Just days before Donald Trump and House Speaker Paul D. Ryan meet to bridge differences and unify the Republican Party, the billionaire businessman again broke GOP economic orthodoxy and one of his most prominent and earliest supporters said she would work to oust Mr. Ryan from his post.

In an appearance on NBC’s “Meet the Press,”Mr. Trump went beyond his disdain for free trade, long a linchpin of conservative thought. He also said he would be willing to raise taxes. . .

There’s also the issue of banning Muslims.

On banning Muslims from entering the United States:

December 7, 2015: “Donald J. Trump is calling for a total and complete shutdown of Muslims entering the United States. . .”

May 12, 2016: “It hasn’t been called for yet. Nobody’s done it. This is just a suggestion.”

But Trump fans like that about him: flexibility.

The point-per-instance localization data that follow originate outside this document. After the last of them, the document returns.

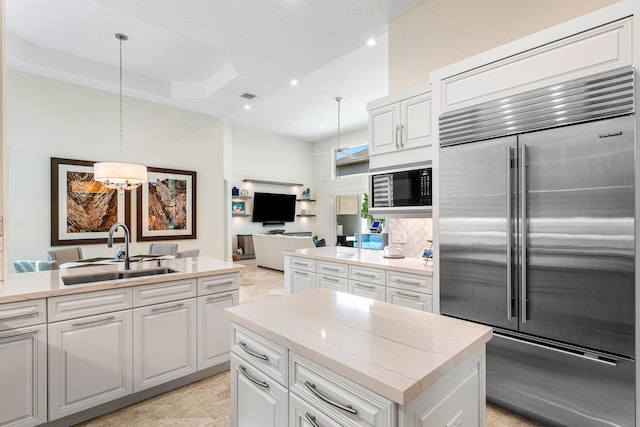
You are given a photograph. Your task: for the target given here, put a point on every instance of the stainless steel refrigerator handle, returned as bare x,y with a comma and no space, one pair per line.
508,190
523,233
587,357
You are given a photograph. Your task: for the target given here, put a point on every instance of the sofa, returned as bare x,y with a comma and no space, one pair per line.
268,248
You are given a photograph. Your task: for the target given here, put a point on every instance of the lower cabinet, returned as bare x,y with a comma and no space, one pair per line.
302,280
23,371
257,399
368,290
89,362
164,346
213,329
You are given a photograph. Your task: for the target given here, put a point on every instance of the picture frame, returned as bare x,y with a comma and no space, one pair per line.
238,208
166,205
82,209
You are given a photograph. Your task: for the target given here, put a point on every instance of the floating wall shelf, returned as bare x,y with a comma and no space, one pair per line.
259,181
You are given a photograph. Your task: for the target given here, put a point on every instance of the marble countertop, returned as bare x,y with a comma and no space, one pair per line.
43,284
394,351
365,257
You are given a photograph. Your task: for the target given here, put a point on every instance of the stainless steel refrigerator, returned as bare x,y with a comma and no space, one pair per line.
537,233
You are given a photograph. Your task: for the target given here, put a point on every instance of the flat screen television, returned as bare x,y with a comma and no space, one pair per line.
273,207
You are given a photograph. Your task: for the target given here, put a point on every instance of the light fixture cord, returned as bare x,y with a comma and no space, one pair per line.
121,153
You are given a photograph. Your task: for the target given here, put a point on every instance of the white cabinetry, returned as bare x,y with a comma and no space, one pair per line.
89,356
216,294
23,366
400,122
164,335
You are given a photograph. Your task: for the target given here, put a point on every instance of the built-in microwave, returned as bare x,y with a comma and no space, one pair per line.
401,192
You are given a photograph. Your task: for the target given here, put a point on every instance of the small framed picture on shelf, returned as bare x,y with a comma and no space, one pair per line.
237,208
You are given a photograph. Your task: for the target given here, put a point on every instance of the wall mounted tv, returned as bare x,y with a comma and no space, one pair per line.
274,208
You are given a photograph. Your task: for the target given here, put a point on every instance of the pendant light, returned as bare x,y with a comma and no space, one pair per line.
119,175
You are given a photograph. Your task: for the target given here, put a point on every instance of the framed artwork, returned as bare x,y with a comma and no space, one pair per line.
237,208
83,210
166,205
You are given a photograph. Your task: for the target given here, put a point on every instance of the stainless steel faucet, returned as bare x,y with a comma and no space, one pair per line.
126,241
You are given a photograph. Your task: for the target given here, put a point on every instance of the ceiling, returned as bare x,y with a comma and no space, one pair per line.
201,55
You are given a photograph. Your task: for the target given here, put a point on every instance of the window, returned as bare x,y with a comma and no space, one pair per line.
352,160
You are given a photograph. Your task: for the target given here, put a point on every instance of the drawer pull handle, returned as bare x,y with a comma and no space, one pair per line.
365,274
311,419
106,319
346,408
20,316
220,298
253,353
253,380
219,283
171,307
2,337
408,295
408,282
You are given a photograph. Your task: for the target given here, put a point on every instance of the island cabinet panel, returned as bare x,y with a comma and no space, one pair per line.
213,329
270,357
303,414
22,313
67,307
257,399
164,292
164,346
23,376
89,362
339,398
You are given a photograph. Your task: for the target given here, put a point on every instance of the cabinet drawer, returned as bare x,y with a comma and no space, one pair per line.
411,282
303,263
269,357
333,269
338,397
67,307
365,274
330,282
221,283
163,292
367,290
303,414
415,300
22,313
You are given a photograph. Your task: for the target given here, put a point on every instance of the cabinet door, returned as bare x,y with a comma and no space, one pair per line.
302,280
383,129
89,362
23,376
409,299
256,399
164,342
415,126
367,290
214,342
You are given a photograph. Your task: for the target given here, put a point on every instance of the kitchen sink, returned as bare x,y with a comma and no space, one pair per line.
116,275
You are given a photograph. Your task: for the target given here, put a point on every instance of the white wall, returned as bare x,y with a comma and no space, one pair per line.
327,187
269,157
46,118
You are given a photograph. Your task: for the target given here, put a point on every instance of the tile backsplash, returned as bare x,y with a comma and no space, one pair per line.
415,231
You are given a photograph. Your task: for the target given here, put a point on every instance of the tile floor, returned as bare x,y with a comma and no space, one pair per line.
206,402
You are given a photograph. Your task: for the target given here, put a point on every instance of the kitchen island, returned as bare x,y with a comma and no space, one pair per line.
72,352
336,359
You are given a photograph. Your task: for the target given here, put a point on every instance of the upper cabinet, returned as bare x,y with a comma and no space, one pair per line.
400,128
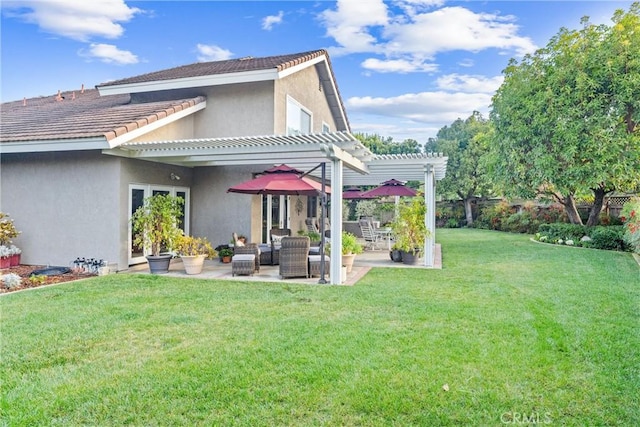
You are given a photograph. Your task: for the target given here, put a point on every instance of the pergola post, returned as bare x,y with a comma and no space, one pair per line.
430,216
335,263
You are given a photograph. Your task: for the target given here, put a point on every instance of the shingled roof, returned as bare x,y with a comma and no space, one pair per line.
278,62
81,114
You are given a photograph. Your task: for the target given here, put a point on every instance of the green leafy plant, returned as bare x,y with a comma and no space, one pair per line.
409,226
155,223
630,215
191,246
225,252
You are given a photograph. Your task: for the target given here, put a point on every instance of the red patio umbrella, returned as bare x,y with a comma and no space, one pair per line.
393,187
281,180
352,193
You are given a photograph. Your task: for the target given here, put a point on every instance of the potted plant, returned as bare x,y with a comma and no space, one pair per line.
350,248
410,230
395,254
193,251
225,255
155,227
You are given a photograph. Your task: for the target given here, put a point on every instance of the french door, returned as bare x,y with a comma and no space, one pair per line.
275,214
137,194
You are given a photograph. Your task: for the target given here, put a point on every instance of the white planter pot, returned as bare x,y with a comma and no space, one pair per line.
193,264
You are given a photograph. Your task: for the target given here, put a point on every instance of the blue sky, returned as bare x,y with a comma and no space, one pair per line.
404,68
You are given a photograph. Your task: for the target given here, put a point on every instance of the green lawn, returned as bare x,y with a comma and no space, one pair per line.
517,331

In his 1987 book The Art of the Deal, Donald Trump wrote, “I never get too attached to one deal or one approach. … I keep a lot of balls in the air, because most deals fall out, no matter how promising they seem at first.”

And that’s what sets Donald Trump apart. He can’t be labeled. He can’t be stifled. Some have even said his flexibility will allow him to attack Superhawk NeoCon Hillary Clinton from the left! And, thus, we have “Donald Trump: The Independent.”

That’s why Trump is not too eager to placate Paul Ryan, and the rest of the “conservative establishment.” He doesn’t need them, because he’s appealing directly to the people, the way Ronald Reagan did.

Trump knows “the Art of the Deal” even better than Reagan, who was famous for negotiating with then-top-Democrat Thomas P. (“Tip”) O’Neal. It will also allow him to “triangulate” his position, like Bill Clinton, co-opting and taking credit for opposing policies—the thing Republicans hated most about him.

Once elected, “Trump: The Independent” could easily become “Trump: The Statesman,” finding the best policies of the right and left, because neither side owns him.


Goethe Behr

Goethe Behr is a Contributing Editor and Moderator at Election Central. He started out posting during the 2008 election, became more active during 2012, and very active in 2016. He has been a political junkie since the 1950s and enjoys adding a historical perspective.